Emagrecimento acelerado com “canetas” acende alerta para flacidez facial e aumenta procura por protocolos de sustentação
O uso de medicamentos à base de semaglutida e tirzepatida, como Ozempic, Wegovy e Mounjaro, vem transformando o cenário do emagrecimento no Brasil. Dados de mercado apontam crescimento expressivo na procura por essas medicações nos últimos anos, enquanto estudos clínicos publicados no New England Journal of Medicine registram reduções médias que variam entre 15% e 22% do peso corporal em protocolos terapêuticos específicos.
A perda acelerada de peso, no entanto, tem levantado um novo debate entre especialistas: o impacto facial. Clínicas estéticas já observam aumento na procura por tratamentos voltados à flacidez, perda de volume e alteração do contorno do rosto após emagrecimento rápido, fenômeno que ficou conhecido internacionalmente como “Ozempic Face”.

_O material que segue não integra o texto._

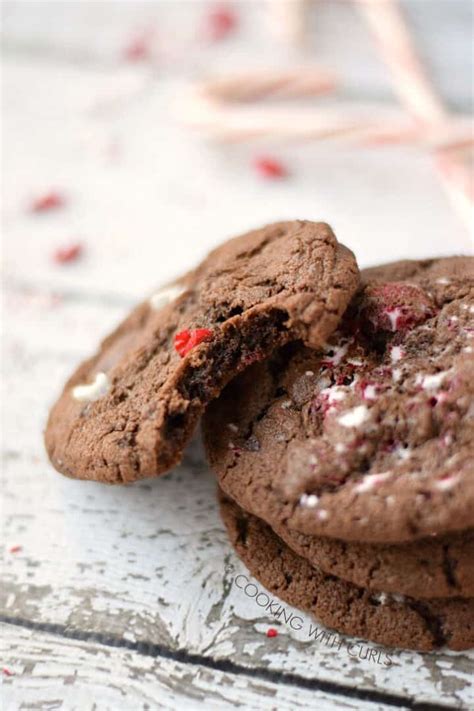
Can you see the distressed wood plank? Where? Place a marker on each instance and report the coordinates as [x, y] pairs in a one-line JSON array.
[[53, 673], [149, 562], [153, 210]]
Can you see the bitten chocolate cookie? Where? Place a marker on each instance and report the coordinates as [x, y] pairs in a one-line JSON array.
[[371, 439], [128, 412], [395, 621]]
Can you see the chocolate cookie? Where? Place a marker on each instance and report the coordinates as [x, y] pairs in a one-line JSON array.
[[395, 621], [371, 439], [128, 412]]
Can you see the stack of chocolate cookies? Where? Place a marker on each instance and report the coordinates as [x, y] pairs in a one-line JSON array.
[[338, 418]]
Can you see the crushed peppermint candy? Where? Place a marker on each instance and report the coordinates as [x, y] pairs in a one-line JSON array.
[[334, 356], [369, 392], [370, 481], [221, 22], [165, 296], [394, 317], [396, 353], [430, 382], [47, 201], [354, 417], [447, 482], [66, 255], [309, 501], [186, 340], [270, 168], [92, 391]]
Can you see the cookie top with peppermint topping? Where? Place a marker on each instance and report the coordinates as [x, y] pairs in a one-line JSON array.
[[371, 438], [128, 412]]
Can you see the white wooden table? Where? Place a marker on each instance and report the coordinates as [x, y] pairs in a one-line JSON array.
[[122, 598]]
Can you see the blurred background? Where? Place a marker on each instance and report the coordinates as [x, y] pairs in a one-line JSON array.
[[137, 135]]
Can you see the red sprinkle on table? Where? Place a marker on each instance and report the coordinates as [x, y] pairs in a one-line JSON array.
[[138, 49], [270, 168], [65, 255], [47, 201], [184, 341], [220, 22]]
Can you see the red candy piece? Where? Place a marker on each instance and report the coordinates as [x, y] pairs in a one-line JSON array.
[[138, 49], [47, 201], [64, 255], [221, 22], [395, 307], [184, 341], [270, 168]]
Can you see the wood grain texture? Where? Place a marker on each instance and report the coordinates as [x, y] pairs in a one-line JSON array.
[[149, 563], [54, 673], [113, 590]]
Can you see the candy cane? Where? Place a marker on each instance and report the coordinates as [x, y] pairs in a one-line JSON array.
[[418, 96]]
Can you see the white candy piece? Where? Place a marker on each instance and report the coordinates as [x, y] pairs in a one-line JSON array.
[[92, 391], [431, 382], [369, 481], [354, 417], [309, 500], [165, 296], [394, 315], [396, 353]]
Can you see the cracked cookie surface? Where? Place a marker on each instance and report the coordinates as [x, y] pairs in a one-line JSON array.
[[371, 438], [395, 621], [127, 412]]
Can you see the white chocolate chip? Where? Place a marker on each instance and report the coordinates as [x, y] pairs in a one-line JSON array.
[[396, 353], [354, 417], [165, 296], [369, 481], [92, 391], [430, 382]]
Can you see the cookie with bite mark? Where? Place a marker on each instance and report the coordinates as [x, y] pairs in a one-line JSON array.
[[128, 412]]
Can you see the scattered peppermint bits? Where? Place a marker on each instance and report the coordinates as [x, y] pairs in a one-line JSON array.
[[334, 356], [47, 201], [369, 392], [66, 255], [94, 391], [165, 296], [370, 481], [354, 417], [309, 501], [220, 23], [430, 382], [396, 353], [138, 48], [186, 340], [270, 168], [396, 374], [447, 482]]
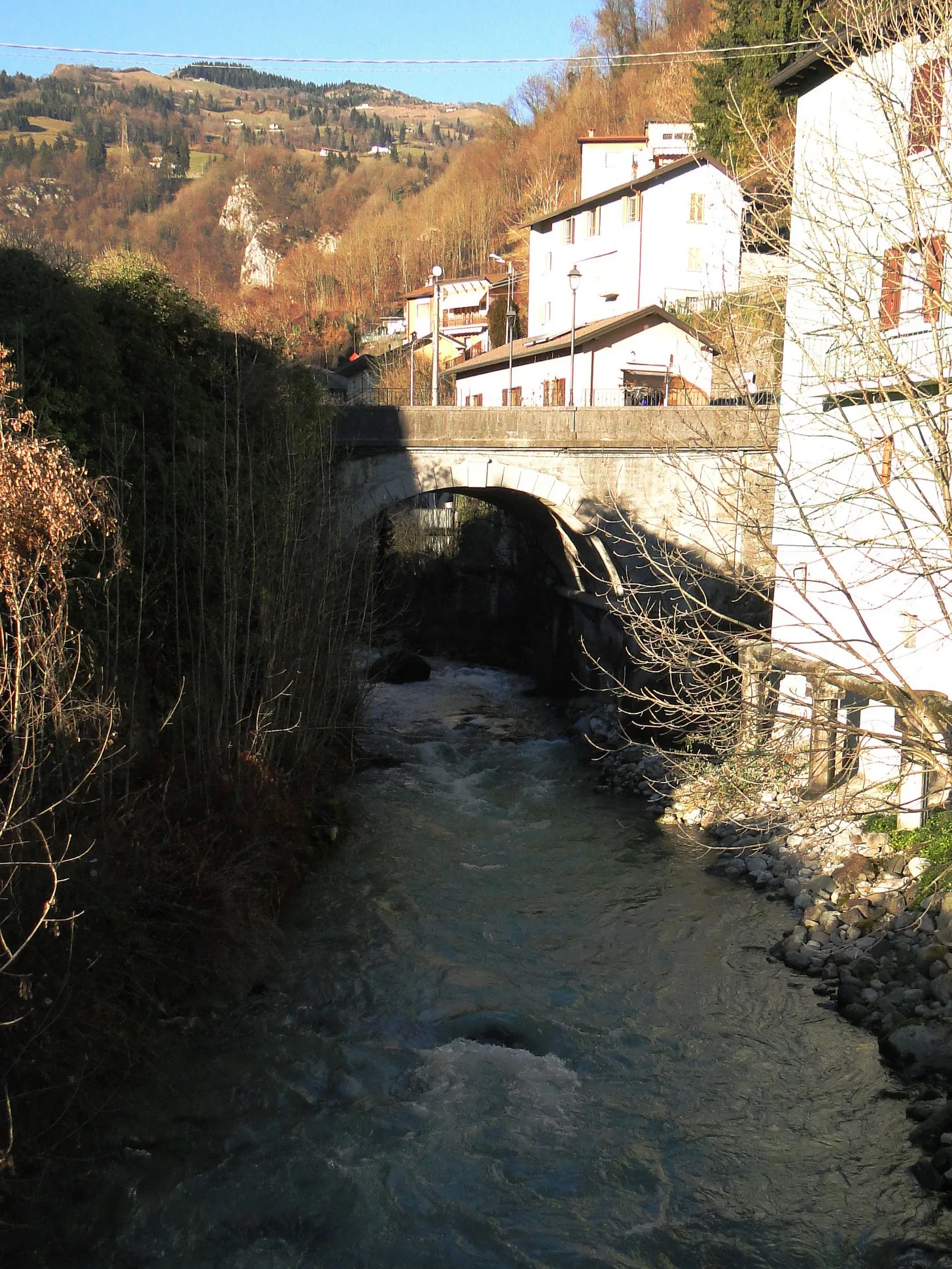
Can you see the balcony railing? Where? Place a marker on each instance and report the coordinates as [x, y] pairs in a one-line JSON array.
[[455, 320]]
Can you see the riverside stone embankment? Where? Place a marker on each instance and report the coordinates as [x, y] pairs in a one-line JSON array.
[[858, 918]]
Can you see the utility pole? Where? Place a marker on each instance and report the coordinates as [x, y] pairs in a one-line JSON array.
[[434, 334], [574, 279], [125, 147], [510, 323], [509, 313]]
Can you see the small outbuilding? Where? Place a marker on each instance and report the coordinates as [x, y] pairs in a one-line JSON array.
[[649, 357]]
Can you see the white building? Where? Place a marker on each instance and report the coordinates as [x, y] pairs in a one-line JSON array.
[[862, 516], [671, 235], [640, 358], [464, 312], [607, 162]]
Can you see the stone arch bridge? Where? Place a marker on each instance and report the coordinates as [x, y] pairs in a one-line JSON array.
[[613, 494]]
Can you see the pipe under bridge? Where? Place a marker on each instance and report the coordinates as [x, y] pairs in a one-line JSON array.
[[612, 493]]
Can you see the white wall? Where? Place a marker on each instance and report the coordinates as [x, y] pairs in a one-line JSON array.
[[599, 371], [641, 273], [832, 516]]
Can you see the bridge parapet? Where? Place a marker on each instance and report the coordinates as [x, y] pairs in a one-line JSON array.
[[646, 428]]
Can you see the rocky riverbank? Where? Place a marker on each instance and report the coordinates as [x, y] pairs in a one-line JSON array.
[[858, 914]]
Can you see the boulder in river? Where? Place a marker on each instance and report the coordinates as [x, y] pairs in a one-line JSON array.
[[919, 1048], [399, 666]]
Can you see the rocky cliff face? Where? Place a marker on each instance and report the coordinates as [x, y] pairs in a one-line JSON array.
[[241, 216]]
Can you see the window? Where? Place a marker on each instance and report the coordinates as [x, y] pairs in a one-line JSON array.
[[911, 282], [592, 223], [631, 208], [926, 105], [883, 458]]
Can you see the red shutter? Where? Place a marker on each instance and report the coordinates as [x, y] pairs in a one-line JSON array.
[[926, 105], [891, 293], [933, 264]]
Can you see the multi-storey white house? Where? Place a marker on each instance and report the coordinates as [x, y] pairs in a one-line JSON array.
[[864, 516], [673, 234], [645, 358]]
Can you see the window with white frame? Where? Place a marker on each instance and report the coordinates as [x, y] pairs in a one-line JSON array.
[[592, 223], [631, 208]]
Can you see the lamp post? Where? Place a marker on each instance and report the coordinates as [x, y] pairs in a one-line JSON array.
[[509, 315], [574, 279], [414, 342], [434, 334]]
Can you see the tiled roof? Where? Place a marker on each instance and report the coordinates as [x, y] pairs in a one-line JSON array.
[[541, 346]]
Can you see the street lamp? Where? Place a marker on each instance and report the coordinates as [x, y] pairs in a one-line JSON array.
[[434, 334], [509, 315], [574, 279]]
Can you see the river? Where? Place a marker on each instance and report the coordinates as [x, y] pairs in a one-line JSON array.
[[516, 1024]]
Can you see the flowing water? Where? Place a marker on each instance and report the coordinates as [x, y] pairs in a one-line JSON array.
[[518, 1026]]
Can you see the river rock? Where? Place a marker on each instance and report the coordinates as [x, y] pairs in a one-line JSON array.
[[853, 868], [919, 1048], [399, 668]]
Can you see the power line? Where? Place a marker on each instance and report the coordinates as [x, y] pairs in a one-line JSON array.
[[427, 62]]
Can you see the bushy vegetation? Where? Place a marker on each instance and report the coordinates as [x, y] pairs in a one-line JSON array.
[[202, 673], [732, 92]]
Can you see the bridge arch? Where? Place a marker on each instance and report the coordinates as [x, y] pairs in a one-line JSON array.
[[574, 527]]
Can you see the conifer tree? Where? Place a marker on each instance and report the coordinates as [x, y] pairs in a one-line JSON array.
[[730, 88]]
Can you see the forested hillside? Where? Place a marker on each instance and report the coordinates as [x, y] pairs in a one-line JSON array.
[[98, 160]]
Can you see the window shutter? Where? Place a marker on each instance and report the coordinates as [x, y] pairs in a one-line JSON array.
[[926, 105], [933, 263], [891, 293]]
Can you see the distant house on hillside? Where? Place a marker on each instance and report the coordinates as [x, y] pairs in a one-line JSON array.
[[464, 312], [608, 160], [637, 358]]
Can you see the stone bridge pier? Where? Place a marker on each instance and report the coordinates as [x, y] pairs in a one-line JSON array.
[[618, 498]]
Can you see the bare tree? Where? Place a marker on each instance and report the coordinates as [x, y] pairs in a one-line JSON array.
[[860, 545], [52, 734]]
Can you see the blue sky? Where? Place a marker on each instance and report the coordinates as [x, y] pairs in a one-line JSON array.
[[240, 28]]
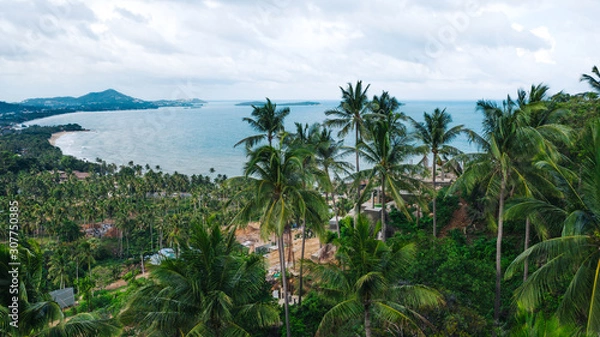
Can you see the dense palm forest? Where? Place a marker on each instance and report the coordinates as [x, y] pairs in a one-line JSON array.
[[502, 242]]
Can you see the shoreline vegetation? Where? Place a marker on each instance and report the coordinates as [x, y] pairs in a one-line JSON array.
[[498, 243]]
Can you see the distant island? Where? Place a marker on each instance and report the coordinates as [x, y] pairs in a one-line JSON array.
[[34, 108], [258, 103]]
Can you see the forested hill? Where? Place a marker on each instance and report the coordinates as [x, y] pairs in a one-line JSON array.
[[33, 108]]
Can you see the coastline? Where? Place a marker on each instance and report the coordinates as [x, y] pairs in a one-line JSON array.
[[55, 136]]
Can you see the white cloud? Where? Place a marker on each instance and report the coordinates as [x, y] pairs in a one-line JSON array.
[[282, 48]]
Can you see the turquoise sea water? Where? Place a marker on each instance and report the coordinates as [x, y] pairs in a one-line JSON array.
[[192, 141]]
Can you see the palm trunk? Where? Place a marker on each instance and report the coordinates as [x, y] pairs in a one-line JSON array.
[[357, 206], [367, 322], [337, 220], [434, 197], [151, 237], [499, 252], [120, 243], [382, 200], [301, 289], [77, 273], [284, 284], [526, 264]]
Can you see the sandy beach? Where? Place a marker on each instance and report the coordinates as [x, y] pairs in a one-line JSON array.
[[57, 135]]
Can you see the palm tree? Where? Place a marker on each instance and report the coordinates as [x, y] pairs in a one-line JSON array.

Segundo a dentista especialista em harmonização facial, Dra. Eduarda Diógenes, o efeito ocorre porque o emagrecimento não reduz apenas gordura corporal, mas também interfere na gordura facial e no suporte muscular da face.
“A perda de peso acelerada diminui o suporte da pele. O paciente perde gordura facial e, em alguns casos, massa muscular, o que altera contorno, firmeza e sustentação. A pele nem sempre retrai na mesma velocidade, e isso pode gerar flacidez e aparência de envelhecimento precoce”, explica.
A especialista destaca que a face é composta por compartimentos de gordura responsáveis pela sustentação e pelo aspecto jovem. Quando há redução abrupta desse volume, a estrutura óssea torna-se mais evidente, sulcos podem se acentuar e a percepção de envelhecimento aumenta.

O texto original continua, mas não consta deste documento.